Personalized: What I needed as a brand new high school math teacher was probably not the same as what the veteran first-grade teacher down the street needed, but districts often provide top-down PD requirements that treat us all the same. Shrinking groups and allowing teachers to help decide and direct PD creates buy-in and more effective outcomes.

For example, one of the best PDs I ever did was a lesson study. It was intense and effective because it was focused on my school, my classroom, my kids, my colleagues. A group of teachers planned a lesson together (on a topic and with a focus of our choosing), taught it in one classroom while the others observed (yes, we needed funding for substitutes), and then discussed it. A discussion protocol is absolutely key, because it can feel quite vulnerable to open up your classroom to the light of day.

Sustained: At one school where I worked, the whole staff read a book and discussed chapters of it throughout the year. This provided real development of ideas and encouraged camaraderie and collaboration. As a staff we talked about what good teaching looks like and brainstormed concrete actions to take. It created continuity for students because the whole staff was focused on the same thing, and put us all on a shared page of pedagogical understanding.

A side note: please, please, please don’t let PD become punitive. I have heard too many horror stories of teachers being berated in front of their classrooms for not hewing to the PD goal of posting daily learning targets, or whatever other technique-du-jour was in play. This does the opposite of making everyone feel like they are learning together.

Interactive: It’s true; teachers are the worst students. We are used to being very active during the day: moving around, engaging with our students, sprinting down to lunch and back in the 25 minutes we’re allotted. So providing us with a lecture is one of the worst ways to teach us. We’re at our best when working together and sharing ideas. If there is material that we simply need to absorb (and there often is), try the “flipped classroom” method of having us watch a video beforehand, or read through the PowerPoint slides ourselves and then discuss them at the meeting.

Conversation: At the end of the day, consultants will come and go, but our colleagues will remain.
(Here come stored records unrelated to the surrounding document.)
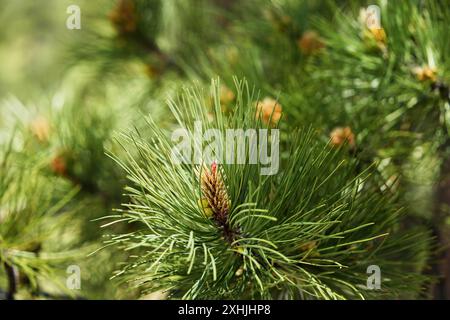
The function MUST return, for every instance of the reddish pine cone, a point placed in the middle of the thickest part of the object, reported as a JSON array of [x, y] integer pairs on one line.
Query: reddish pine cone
[[269, 108], [123, 17], [341, 135], [215, 192]]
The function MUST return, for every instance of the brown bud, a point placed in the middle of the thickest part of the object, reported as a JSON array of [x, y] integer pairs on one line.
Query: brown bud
[[341, 135], [310, 43]]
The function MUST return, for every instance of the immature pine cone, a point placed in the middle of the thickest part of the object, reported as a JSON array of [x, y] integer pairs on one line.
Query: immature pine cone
[[215, 192]]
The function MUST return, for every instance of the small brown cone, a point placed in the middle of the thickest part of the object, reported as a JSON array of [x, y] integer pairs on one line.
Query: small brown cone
[[269, 110], [123, 17], [425, 73], [40, 128], [215, 193], [341, 135], [310, 43]]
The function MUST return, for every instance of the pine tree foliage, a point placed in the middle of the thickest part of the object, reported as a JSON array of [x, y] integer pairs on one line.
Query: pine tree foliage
[[363, 116], [308, 232]]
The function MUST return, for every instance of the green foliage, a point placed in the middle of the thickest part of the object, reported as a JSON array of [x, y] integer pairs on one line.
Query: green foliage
[[310, 231]]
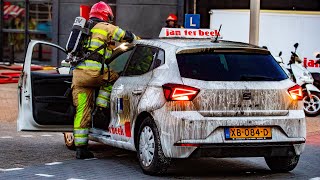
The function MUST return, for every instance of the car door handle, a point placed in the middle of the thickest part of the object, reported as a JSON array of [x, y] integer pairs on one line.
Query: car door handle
[[68, 82], [137, 92]]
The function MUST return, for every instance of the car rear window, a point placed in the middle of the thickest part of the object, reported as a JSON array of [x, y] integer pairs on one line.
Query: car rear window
[[230, 67]]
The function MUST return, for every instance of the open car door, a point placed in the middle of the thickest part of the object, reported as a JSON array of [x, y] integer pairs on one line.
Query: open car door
[[45, 98]]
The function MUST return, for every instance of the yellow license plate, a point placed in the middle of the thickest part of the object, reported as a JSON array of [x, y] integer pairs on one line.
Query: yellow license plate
[[248, 133]]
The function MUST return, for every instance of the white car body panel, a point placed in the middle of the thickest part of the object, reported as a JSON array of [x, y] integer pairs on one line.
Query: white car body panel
[[187, 124]]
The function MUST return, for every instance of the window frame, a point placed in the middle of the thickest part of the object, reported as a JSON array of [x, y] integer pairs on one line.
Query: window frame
[[125, 66], [151, 65]]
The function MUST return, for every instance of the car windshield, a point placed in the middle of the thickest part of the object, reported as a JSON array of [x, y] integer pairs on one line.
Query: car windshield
[[230, 67]]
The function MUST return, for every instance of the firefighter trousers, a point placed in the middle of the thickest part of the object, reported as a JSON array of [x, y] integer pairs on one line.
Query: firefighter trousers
[[84, 84]]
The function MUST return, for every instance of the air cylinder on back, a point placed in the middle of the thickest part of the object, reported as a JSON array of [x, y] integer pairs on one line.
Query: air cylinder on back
[[76, 35]]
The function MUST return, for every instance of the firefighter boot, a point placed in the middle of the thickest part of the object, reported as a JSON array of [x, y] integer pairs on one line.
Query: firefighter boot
[[83, 153]]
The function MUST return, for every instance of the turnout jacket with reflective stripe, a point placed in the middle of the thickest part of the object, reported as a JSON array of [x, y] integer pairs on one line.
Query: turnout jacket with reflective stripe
[[102, 33]]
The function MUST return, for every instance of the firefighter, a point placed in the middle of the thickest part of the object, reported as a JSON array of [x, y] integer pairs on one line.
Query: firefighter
[[92, 73], [172, 22]]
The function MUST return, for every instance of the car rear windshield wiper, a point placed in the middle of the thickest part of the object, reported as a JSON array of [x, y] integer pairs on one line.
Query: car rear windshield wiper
[[257, 78]]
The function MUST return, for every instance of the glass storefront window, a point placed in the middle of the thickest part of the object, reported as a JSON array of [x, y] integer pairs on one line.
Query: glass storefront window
[[39, 26], [40, 21], [13, 36]]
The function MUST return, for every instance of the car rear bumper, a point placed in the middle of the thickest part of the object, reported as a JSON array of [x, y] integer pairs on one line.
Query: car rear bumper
[[248, 150], [189, 127]]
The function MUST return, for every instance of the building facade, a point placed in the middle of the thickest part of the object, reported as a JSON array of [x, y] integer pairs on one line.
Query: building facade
[[51, 20]]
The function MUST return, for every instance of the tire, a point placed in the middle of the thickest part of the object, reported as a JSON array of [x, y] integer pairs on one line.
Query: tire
[[312, 107], [157, 163], [282, 164], [69, 140]]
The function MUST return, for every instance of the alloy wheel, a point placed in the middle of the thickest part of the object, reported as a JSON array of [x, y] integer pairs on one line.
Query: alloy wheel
[[146, 146], [311, 104]]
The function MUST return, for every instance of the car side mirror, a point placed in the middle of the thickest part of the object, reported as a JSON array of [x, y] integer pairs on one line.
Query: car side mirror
[[157, 63]]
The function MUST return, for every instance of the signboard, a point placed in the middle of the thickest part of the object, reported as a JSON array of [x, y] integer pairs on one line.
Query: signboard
[[189, 33], [192, 21]]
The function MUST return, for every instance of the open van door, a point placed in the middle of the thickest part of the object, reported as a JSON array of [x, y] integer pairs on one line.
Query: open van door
[[45, 98]]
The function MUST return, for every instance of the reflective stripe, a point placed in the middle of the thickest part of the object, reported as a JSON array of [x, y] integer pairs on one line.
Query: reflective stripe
[[81, 135], [104, 93], [135, 37], [81, 141], [102, 102], [90, 64], [107, 88], [108, 54], [81, 131], [100, 31], [82, 98], [96, 43], [118, 34]]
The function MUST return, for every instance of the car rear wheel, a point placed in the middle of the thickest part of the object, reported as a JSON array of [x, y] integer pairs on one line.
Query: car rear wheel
[[69, 140], [282, 164], [311, 104], [151, 157]]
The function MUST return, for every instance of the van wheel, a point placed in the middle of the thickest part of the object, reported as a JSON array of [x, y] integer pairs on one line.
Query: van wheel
[[311, 106], [69, 140], [282, 164], [151, 158]]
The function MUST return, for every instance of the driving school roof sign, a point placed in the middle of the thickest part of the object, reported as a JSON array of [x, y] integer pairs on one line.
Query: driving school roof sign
[[189, 33]]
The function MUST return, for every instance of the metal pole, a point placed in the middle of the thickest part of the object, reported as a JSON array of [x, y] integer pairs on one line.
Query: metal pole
[[254, 22], [194, 6], [26, 28], [1, 32]]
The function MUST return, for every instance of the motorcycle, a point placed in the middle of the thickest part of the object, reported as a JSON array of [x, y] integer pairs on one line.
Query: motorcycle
[[316, 75], [301, 76]]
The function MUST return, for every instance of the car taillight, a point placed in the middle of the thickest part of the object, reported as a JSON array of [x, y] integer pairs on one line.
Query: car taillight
[[179, 92], [296, 92]]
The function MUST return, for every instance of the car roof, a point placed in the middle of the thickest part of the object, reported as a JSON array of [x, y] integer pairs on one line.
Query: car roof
[[204, 43]]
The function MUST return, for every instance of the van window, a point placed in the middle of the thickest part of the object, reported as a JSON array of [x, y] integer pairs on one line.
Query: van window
[[230, 67]]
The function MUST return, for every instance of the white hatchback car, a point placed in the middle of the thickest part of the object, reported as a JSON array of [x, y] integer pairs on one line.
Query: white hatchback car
[[180, 98]]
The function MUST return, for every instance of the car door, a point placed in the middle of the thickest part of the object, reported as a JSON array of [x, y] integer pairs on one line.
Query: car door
[[129, 88], [45, 102]]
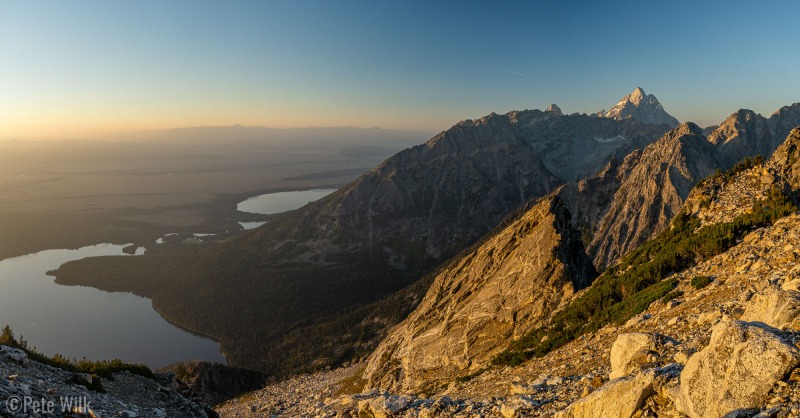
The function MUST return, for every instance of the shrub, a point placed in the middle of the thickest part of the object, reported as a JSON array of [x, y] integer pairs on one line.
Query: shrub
[[699, 282], [630, 287], [104, 368]]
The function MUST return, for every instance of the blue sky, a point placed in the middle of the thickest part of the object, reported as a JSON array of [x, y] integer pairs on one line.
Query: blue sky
[[78, 68]]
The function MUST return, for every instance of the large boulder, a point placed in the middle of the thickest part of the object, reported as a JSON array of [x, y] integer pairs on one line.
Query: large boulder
[[774, 307], [14, 354], [619, 398], [735, 371], [631, 352]]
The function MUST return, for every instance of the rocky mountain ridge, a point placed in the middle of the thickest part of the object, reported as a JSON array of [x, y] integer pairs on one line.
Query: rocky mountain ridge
[[32, 389], [651, 186], [642, 107], [324, 269], [725, 340], [490, 297]]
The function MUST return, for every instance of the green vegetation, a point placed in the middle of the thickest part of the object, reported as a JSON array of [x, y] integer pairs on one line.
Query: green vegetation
[[102, 368], [746, 164], [467, 378], [671, 295], [699, 282], [94, 385], [628, 288]]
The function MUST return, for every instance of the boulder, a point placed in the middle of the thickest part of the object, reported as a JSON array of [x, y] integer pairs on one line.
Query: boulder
[[631, 352], [14, 354], [774, 307], [735, 371], [382, 407], [618, 398], [518, 406]]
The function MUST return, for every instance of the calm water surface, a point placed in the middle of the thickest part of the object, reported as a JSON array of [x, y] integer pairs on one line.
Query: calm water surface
[[270, 203], [82, 321]]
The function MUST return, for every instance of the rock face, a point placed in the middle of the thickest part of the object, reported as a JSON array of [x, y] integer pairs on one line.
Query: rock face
[[427, 202], [477, 305], [642, 107], [620, 398], [774, 307], [215, 382], [743, 134], [652, 193], [681, 356], [631, 352], [786, 160], [736, 371], [58, 390], [649, 188]]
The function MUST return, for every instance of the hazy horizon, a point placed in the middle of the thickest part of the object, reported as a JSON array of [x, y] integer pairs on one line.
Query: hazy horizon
[[83, 69]]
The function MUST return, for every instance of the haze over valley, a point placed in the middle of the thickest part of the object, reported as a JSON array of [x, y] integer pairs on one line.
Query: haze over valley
[[399, 210]]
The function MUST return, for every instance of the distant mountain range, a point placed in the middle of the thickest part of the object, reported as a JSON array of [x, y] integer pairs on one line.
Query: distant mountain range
[[642, 107], [323, 284]]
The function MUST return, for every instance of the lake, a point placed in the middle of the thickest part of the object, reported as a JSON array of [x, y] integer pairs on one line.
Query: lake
[[78, 321], [270, 203], [81, 321]]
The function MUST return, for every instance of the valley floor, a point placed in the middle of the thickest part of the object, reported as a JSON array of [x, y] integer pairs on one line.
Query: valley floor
[[755, 291]]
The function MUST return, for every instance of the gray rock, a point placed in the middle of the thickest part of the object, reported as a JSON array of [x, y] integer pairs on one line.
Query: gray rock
[[641, 107], [735, 371], [631, 352], [617, 398], [477, 306], [774, 307]]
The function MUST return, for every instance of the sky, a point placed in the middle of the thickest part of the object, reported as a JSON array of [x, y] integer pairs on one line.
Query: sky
[[90, 68]]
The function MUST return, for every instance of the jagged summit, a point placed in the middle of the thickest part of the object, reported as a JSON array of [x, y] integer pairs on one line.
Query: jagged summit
[[555, 109], [641, 107]]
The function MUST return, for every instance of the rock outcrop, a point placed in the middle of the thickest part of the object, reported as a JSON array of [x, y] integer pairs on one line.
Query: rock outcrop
[[642, 107], [735, 371], [653, 193], [689, 353], [31, 389], [619, 398], [479, 304], [774, 307], [630, 352]]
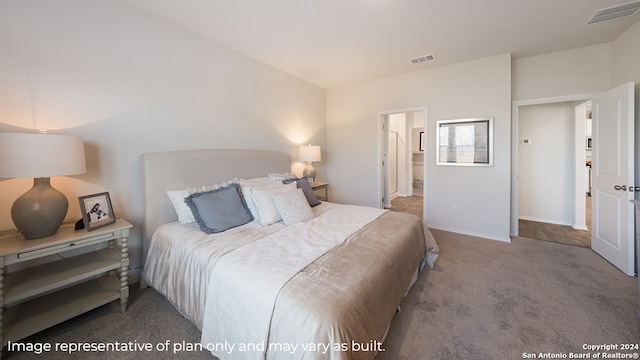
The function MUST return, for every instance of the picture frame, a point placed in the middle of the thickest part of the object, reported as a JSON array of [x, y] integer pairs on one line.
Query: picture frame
[[465, 142], [97, 210]]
The best PD invokes the expertise and brain power of the staff. One interesting conversation starter I participated in was a teacher-led workshop conference fully contained within our school. Teachers signed up to lead sessions on topics for which they had expertise, like technology, discussion techniques, grading schemes, or classroom routines. We could choose what sessions to attend, and we could follow up through the rest of the year with our expert colleagues.

Teacher quality plays a huge role in student success. PD at its best strengthens and renews the teaching community. We owe it to our students to make it the best we can.